The Jackson estate has filed a lawsuit against HBO. It has also scheduled Jackson concert films on YouTube for a limited time that coincides with the US documentary screening, including a Wembley performance.
Following media reports that Radio 2 had decided against playing Jackson’s music amid the latest controversy, the network has issued a formal response.
“We consider each piece of music on its merits and decisions on what we play on different networks are always made with relevant audiences and context in mind,” said a Radio 2 spokesperson.

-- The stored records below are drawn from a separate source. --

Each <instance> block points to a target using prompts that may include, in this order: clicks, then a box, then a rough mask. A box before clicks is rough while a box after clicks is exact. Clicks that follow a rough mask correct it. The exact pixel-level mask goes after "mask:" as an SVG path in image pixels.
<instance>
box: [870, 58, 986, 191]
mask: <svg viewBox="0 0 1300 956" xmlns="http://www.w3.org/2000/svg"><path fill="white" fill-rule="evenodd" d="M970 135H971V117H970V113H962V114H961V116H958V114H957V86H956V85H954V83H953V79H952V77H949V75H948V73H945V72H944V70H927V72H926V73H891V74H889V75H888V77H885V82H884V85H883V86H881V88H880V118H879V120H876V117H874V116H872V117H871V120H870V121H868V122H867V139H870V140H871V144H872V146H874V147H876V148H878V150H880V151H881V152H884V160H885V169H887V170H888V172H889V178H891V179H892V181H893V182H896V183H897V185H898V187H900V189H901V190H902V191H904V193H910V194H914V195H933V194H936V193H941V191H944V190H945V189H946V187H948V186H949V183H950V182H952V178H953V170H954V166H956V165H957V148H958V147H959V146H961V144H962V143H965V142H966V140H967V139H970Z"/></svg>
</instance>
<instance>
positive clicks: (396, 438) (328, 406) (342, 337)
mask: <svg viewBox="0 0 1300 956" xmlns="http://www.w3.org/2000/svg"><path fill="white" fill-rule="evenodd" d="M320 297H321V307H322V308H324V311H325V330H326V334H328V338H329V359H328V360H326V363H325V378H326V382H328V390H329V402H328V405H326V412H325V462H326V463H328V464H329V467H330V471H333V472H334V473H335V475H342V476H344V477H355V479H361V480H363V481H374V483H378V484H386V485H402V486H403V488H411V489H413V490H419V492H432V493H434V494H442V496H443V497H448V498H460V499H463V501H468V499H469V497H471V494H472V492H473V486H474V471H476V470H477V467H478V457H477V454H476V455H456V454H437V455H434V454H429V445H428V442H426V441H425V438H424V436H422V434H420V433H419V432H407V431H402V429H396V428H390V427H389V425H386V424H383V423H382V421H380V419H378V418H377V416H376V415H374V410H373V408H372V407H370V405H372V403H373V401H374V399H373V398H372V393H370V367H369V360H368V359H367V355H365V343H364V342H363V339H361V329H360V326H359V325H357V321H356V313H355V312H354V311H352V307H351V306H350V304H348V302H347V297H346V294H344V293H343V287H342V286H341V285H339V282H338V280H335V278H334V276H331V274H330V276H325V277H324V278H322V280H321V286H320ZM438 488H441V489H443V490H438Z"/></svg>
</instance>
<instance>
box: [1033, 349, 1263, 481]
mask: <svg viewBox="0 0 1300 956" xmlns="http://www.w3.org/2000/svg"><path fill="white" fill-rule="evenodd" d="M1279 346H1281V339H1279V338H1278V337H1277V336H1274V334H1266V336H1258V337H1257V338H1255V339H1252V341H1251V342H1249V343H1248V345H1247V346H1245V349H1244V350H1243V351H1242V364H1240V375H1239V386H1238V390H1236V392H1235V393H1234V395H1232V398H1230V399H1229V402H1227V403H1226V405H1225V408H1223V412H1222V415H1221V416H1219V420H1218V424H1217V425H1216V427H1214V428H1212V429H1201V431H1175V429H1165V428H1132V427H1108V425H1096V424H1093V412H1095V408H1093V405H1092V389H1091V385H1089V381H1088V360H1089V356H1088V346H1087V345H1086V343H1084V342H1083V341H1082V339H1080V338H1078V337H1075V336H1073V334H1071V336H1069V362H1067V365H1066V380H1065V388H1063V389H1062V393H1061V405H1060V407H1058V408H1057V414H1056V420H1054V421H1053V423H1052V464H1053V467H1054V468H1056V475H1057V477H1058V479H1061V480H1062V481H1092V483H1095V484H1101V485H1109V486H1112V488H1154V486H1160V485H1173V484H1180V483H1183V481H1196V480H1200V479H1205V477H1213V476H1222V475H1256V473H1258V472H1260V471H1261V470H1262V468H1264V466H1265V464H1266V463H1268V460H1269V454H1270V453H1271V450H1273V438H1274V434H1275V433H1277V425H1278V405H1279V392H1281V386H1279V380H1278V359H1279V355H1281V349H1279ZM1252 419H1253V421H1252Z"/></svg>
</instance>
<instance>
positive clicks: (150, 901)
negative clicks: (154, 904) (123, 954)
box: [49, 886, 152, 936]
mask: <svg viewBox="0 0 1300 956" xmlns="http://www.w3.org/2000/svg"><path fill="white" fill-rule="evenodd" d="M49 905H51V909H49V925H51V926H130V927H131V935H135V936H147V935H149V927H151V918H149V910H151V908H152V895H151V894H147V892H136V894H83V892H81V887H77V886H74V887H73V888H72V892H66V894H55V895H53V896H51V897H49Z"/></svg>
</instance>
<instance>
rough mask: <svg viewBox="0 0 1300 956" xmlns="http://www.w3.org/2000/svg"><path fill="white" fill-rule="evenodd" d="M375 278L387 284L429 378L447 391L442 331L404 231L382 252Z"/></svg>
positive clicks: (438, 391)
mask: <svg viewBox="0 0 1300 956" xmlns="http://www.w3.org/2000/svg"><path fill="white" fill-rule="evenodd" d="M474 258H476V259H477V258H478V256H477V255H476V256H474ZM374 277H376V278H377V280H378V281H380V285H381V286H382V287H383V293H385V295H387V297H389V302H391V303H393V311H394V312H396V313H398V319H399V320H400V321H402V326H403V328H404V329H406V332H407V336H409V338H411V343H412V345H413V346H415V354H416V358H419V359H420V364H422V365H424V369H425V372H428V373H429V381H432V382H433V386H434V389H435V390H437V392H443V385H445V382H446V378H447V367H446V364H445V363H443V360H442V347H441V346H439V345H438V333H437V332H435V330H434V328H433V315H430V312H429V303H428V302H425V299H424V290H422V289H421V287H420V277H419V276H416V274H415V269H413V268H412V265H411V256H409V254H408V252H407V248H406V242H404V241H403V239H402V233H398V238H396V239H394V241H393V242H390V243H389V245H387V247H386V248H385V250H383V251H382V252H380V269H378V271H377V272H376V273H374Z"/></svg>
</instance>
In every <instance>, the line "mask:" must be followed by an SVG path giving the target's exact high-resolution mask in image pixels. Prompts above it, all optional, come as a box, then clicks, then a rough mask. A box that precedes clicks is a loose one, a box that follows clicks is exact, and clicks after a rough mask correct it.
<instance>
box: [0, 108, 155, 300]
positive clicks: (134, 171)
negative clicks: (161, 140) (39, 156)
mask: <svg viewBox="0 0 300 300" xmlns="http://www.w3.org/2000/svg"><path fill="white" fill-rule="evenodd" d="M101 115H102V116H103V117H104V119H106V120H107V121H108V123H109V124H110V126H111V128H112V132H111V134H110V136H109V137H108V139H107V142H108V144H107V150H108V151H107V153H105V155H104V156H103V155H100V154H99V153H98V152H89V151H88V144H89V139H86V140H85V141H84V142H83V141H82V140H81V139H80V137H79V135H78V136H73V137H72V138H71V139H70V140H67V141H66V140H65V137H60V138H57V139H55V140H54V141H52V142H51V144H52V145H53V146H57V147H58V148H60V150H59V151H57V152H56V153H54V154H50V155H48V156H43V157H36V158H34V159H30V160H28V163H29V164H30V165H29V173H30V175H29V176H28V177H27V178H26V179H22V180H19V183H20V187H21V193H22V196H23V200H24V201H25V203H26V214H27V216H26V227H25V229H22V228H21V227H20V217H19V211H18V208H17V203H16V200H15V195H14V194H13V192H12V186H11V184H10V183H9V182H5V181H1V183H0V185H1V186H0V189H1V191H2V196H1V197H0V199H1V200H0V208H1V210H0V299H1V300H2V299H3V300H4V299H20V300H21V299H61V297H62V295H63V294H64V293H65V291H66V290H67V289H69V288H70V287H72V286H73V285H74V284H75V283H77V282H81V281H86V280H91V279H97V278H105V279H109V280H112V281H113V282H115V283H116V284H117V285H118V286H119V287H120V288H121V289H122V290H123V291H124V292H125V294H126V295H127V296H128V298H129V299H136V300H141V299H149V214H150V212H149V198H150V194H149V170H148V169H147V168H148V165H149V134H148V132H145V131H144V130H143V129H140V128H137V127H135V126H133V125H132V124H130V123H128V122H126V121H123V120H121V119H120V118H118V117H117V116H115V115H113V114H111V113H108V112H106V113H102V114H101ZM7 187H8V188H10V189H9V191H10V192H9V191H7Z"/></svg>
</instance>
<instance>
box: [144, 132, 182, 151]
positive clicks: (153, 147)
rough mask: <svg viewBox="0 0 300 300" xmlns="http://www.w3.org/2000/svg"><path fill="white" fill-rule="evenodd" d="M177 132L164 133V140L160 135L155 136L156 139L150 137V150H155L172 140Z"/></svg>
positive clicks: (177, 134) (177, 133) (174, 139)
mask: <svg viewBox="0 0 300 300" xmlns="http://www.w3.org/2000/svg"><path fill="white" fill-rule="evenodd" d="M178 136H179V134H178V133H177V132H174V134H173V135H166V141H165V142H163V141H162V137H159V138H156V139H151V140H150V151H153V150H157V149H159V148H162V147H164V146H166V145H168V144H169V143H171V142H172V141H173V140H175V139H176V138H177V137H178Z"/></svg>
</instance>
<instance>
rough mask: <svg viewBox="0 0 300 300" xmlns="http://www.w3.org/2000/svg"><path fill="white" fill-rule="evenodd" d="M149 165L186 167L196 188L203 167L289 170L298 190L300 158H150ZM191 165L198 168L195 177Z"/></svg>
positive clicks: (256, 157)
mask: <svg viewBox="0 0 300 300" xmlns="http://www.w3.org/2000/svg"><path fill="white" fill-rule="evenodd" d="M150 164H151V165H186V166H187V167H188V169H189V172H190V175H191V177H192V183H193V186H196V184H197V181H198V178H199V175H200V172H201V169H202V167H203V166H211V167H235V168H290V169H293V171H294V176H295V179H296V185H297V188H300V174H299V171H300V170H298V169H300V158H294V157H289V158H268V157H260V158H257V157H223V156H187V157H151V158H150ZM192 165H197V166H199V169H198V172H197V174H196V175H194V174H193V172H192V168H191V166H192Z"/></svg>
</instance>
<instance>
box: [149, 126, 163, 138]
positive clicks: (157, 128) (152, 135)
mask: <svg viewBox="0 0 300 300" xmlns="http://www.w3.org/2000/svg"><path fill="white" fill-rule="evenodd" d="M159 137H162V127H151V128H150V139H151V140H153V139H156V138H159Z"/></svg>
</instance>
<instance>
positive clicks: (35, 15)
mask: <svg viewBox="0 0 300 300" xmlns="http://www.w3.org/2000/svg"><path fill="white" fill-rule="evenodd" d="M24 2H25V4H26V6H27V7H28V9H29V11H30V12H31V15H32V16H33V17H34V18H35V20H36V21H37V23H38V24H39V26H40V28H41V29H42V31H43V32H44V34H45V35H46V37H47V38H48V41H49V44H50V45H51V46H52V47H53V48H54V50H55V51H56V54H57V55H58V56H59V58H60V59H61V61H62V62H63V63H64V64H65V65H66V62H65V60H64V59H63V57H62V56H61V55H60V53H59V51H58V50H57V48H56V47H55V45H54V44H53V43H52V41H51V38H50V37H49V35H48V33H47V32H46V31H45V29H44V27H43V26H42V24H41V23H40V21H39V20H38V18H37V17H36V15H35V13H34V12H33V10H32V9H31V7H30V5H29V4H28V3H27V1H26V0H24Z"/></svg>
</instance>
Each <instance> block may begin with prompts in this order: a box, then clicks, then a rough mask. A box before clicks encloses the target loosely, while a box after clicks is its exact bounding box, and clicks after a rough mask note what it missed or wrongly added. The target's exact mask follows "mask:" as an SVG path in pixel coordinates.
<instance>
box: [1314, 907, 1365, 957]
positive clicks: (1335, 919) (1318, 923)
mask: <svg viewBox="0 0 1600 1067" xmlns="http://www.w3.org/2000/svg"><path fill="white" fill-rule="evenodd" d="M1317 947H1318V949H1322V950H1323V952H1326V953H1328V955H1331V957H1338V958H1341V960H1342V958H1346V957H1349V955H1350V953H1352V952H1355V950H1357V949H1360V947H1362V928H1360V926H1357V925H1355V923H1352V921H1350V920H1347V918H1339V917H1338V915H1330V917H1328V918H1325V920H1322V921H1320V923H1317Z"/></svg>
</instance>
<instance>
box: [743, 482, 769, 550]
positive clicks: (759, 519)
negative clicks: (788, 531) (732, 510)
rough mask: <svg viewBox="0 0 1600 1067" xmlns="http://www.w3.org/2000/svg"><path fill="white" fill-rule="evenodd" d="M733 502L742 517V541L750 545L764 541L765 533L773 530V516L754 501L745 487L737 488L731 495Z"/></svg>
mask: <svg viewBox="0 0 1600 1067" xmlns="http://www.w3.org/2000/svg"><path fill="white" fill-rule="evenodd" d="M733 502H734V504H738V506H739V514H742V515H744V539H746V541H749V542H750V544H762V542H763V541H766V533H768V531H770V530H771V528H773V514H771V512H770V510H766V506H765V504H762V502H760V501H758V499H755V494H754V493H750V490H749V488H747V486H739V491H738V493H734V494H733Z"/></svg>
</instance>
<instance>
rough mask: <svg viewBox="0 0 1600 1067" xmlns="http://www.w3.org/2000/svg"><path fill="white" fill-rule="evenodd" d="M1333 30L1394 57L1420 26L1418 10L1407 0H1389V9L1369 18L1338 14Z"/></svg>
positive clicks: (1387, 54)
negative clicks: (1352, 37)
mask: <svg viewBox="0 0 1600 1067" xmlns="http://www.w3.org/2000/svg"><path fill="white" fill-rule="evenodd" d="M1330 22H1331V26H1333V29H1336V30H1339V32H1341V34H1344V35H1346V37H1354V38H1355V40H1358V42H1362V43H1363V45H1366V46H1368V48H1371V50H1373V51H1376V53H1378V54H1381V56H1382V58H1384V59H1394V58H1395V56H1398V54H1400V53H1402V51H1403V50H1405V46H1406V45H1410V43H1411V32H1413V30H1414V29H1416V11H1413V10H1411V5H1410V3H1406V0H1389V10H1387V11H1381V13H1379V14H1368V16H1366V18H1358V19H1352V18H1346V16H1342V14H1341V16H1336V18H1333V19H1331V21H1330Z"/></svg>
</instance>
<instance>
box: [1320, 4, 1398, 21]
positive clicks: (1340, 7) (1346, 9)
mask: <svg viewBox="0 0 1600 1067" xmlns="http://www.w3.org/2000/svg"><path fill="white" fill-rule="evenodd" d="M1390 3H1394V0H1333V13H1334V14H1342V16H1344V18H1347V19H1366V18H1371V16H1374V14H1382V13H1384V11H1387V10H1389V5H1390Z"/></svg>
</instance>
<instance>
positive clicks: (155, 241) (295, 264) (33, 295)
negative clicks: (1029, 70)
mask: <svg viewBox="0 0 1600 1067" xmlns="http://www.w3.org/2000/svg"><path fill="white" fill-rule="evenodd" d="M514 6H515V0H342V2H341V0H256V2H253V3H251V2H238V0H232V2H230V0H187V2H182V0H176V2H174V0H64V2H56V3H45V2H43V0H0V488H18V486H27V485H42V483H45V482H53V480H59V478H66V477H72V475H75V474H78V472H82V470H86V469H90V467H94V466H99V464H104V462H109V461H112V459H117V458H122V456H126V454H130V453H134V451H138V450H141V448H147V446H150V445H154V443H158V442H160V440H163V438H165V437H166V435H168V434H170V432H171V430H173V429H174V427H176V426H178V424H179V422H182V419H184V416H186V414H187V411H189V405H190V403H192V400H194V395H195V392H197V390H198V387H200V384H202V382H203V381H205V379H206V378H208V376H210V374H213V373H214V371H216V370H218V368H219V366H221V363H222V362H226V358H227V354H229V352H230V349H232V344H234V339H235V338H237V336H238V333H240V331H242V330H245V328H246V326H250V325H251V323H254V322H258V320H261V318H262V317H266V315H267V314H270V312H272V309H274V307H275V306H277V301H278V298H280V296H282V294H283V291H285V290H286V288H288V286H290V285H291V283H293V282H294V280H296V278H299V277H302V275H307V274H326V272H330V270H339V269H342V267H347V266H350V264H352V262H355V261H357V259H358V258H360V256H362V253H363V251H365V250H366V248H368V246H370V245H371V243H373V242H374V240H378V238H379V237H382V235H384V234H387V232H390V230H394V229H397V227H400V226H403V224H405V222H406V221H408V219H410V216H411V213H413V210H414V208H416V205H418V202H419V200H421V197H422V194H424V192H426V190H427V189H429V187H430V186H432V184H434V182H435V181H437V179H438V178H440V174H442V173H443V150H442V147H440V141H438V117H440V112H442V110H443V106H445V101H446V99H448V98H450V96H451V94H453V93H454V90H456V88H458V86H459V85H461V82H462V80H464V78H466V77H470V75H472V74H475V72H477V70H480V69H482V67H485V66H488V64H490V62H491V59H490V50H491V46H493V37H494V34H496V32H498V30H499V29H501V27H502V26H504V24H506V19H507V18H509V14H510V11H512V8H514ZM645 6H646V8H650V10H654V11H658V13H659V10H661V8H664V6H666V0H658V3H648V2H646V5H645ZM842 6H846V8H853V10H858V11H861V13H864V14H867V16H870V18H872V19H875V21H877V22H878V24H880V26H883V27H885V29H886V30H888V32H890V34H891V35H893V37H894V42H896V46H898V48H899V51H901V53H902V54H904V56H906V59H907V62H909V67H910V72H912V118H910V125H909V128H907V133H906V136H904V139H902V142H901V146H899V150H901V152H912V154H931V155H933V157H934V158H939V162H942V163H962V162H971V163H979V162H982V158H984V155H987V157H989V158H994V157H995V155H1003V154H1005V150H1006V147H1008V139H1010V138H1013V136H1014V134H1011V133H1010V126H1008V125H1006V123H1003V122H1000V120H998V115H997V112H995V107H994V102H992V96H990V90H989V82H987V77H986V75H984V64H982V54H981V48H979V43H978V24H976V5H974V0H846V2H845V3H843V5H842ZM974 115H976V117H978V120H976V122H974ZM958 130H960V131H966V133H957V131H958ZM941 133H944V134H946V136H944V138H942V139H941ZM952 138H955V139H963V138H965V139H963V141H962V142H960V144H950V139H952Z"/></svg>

Officially, the BBC does not “ban” artists - and Jackson clearly has no new releases eligible for the playlist. But the singer’s catalogue is likely to come under increasing scrutiny from BBC networks, other broadcasters and DSPs, as well as audiences and fellow artists.
Updated: According to CNN, multiple major radio station groups in New Zealand - including MediaWorks and NZME - have pulled Jackson's music. In Canada, at least three major Montreal-based radio stations have stopped playing Jackson's music.
Héloïse Letissier, of Christine And The Queens, recently addressed the fact that she has to consider whether to contintue peforming snippets of Jackson’s Man In The Mirror.
“I can’t deny the influence,” she told the Evening Standard. “It’s a question now more than ever: can we enjoy the artist knowing what we know about them? It’s conflicting for me, but I prefer to watch it and not know what to do than push it away.”
Last year Spotify had to reverse a policy relating to ‘hateful conduct’, after complaints over which artists were and were not included.